Moneybagg Yo singles chronology
| "Camelot" (remix) (2019) | "U Played" (2020) | "1 2 3" (2020) |

Lil Baby singles chronology
| "Highest in the Room" (remix) (2019) | "U Played" (2020) | "Sum 2 Prove" (2020) |

Music video
- "U Played" on YouTube

= U Played =

2020 single by Moneybagg Yo featuring Lil Baby

"U Played" is a song by American rapper Moneybagg Yo featuring American rapper Lil Baby. It was released on January 3, 2020 as the second single from Moneybagg Yo's third studio album Time Served (2020). The song was produced by Tay Keith.

== Composition ==
Charlie Zhang of Hypebeast has described the production of the song having a "a mid-tempo trap beat laced with blaring 808s, ghoulish synths and crisp snares." Alex Zidel of HotNewHipHop wrote that Moneybagg Yo is "fully flexing an avoidant attachment style" and "refusing to get too close to his potential lover" in the hook.
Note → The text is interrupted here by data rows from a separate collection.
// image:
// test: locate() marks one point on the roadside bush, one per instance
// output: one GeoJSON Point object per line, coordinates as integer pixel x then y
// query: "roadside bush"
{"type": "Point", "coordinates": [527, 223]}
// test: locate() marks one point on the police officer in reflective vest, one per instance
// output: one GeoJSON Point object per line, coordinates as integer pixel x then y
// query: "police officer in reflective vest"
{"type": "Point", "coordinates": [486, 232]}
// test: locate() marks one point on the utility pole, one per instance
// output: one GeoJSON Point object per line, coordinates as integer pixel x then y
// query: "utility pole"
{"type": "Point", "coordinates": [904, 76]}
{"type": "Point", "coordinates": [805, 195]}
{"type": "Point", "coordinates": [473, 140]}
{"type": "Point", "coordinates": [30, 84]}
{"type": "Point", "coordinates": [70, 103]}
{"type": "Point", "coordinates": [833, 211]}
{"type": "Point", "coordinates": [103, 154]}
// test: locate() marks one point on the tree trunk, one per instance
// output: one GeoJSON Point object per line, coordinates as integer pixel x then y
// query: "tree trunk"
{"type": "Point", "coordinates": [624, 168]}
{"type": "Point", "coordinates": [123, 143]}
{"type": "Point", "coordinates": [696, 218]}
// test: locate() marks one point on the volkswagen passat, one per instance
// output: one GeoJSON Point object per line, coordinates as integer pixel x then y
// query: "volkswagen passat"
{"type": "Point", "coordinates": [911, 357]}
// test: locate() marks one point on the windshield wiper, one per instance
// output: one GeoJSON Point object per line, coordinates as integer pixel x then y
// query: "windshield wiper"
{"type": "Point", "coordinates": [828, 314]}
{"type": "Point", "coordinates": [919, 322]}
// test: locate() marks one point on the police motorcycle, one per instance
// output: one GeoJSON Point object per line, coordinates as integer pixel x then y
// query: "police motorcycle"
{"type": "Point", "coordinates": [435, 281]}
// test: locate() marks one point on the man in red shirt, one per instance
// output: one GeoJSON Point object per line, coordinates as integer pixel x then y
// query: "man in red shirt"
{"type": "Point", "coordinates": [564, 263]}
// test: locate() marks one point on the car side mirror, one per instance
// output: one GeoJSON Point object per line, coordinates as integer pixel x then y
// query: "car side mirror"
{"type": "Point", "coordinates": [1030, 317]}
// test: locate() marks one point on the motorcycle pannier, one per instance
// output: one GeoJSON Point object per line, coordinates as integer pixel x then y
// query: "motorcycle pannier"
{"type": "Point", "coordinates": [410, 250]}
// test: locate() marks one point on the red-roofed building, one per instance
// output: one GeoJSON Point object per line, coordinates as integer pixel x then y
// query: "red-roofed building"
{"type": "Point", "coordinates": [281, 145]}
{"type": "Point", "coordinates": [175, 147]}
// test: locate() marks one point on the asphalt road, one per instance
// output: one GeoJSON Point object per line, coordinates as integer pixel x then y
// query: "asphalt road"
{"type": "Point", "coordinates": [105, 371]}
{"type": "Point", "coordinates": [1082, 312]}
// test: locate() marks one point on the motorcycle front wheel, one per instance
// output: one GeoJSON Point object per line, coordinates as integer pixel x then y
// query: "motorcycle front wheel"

Lil Baby is "showing off his diamond teeth" and "delivering yet another impressive display."

== Charts ==
On the week of January 25, 2020, "U Played" peaked at numbers 23 and 53 on both the Billboard Hot R&B/Hip-Hop Songs and Hot 100 charts respectively, remaining on both charts for five weeks.

| Chart (2020) | Peak position |
|---|---|
| US Billboard Hot 100 | 53 |
| US Hot R&B/Hip-Hop Songs (Billboard) | 23 |

== Certifications ==

| Region | Certification | Certified units/sales |
| United States (RIAA) | 2× Platinum | 2,000,000^{‡} |
^{‡} Sales+streaming figures based on certification alone.